# A good read on Auburn



## mule69 (Nov 17, 2010)

Guy's for a good read on Auburn go google Tiger Droppings and then go to the plains are burning or something like that. It is the first thread. It is like 18 pages long of course we have no idea if any of it is true but it is amazing that someone would put that much time into something like that.


----------



## rhbama3 (Nov 17, 2010)

Good lawd, that was like trying to read the Unabomber Manifesto! 
Here's the link:
http://www.tigerdroppings.com/rant/messagetopic.asp?p=22778676


----------



## Les Miles (Nov 17, 2010)

rhbama3 said:


> Good lawd, that was like trying to read the Unabomber Manifesto!
> Here's the link:
> http://www.tigerdroppings.com/rant/messagetopic.asp?p=22778676



What were your thoughts on all that Robert?


----------



## LanierSpots (Nov 17, 2010)

Its written by a bunch of college kids who should be in class instead of spending their day on the computer.


----------



## mule69 (Nov 17, 2010)

Thanks RH i don't know how to copy and paste but it is pretty interesting. I really don't know what to think but if  just a small % is true it is pretty telling.


----------



## rhbama3 (Nov 17, 2010)

Les Miles said:


> What were your thoughts on all that Robert?

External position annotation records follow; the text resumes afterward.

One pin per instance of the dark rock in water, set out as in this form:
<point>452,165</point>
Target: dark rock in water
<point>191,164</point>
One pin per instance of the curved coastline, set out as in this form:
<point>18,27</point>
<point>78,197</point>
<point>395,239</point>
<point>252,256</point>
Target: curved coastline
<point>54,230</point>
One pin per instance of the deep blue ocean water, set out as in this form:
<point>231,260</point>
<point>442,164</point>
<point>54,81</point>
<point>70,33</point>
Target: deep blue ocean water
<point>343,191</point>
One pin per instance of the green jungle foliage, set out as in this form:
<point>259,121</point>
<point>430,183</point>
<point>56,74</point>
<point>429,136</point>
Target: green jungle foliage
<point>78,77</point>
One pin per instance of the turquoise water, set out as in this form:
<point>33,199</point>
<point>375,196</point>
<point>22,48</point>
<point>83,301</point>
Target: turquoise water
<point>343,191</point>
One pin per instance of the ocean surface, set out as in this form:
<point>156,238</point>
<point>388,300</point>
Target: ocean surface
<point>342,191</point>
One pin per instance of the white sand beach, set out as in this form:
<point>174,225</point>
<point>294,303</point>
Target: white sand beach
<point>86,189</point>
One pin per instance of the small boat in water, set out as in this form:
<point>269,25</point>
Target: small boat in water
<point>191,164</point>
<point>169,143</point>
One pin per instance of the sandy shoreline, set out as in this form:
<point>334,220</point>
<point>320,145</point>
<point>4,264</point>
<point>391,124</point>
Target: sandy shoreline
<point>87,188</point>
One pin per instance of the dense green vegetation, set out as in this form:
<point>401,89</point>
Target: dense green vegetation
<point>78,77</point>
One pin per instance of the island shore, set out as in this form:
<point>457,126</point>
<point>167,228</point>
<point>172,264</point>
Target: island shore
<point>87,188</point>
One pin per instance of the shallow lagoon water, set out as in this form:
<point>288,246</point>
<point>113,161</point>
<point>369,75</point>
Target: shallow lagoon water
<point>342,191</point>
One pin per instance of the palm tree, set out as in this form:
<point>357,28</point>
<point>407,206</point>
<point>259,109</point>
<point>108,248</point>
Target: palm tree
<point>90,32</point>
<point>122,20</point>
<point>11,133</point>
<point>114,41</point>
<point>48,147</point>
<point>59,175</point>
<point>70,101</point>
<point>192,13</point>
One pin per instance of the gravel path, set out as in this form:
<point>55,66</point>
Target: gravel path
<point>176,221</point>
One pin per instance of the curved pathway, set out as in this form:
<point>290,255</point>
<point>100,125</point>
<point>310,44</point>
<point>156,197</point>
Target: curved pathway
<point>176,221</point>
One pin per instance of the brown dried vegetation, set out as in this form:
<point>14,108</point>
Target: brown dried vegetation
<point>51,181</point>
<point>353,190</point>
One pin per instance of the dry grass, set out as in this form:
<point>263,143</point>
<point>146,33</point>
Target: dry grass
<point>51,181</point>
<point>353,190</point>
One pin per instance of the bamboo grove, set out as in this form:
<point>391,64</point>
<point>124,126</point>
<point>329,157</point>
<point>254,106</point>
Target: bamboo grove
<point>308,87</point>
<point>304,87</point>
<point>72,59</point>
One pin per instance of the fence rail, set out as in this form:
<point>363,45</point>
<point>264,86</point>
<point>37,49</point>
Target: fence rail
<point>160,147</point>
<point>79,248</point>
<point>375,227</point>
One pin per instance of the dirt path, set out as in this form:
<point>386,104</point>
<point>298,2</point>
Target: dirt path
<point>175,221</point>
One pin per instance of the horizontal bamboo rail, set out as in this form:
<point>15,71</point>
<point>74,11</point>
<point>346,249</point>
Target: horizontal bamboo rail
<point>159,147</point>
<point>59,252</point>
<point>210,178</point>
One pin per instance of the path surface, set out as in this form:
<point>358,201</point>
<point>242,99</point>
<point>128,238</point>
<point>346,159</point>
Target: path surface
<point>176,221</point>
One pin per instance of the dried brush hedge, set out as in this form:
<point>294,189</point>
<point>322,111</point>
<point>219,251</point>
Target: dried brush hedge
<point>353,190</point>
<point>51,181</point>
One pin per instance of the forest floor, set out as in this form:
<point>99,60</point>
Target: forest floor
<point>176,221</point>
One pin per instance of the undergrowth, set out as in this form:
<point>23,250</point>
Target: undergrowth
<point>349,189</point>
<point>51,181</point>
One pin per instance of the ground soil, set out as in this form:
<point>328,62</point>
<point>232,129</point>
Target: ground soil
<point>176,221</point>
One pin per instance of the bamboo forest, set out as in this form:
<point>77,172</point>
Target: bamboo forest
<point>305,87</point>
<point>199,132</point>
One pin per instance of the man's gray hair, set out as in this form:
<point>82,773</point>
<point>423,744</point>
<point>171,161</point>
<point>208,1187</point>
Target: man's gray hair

It is basically a compilation of just about every article and blog that's been publishd so far. Some good insight on the key players but he adds a lot of speculation. I personally would not have used the Tuskeegee article as it is so poorly written as to be laughable. Stravis posted in the other thread the response from Milton McGregor's attorney that he hasn't been contacted by the Feds but BlueTuna kinda makes it sound like the feds have wiretap evidence from McGregor concerning Newton( thats new, if true). Everyone has lawyered up, which should really not be used as an indication of guilt or innocence, but I am curious to see if he's right about Herbstreits comment that something major will be reported in the next two days. I guess that's what LanierSpots was referring to last night.
Truly epic conspiracy theory at its finest but only time will tell if he's right.


----------



## brownceluse (Nov 17, 2010)

Wow!


----------



## sandhillmike (Nov 17, 2010)

The Gators are having a pretty crappy season and, of course, that makes me mad as all get out. But the more I read about Cam Newton, the happier I am that he is no longer at Florida.


----------



## fairhopebama (Nov 17, 2010)

LanierSpots said:


> Its written by a bunch of college kids who should be in class instead of spending their day on their stolen camputer.



fixed it for you....


----------



## hayseed_theology (Nov 17, 2010)

That thread was unbelievable!  It's like a mystery novel; I couldn't stop reading it.  For AU's sake and the sake of the SEC, I hope it didn't go down like that.


----------



## BROWNING7WSM (Nov 18, 2010)

brownceluse said:


> Wow!



..x2


----------



## LanierSpots (Nov 18, 2010)

Im starting to feel like this is the week its coming...


----------



## irishleprechaun (Nov 18, 2010)

that is what I am hearing...indictments are coming...probably next week not this week.  The lid is about to blow off this thing and it runs deep and smelly.  I even heard dyer may be involved too.  Speculation is that this will be the SMU like death penalty for auburn football.  Also it appears the SEC office had knowledge and turned a blind eye.  This could end up screwing the whole SEC...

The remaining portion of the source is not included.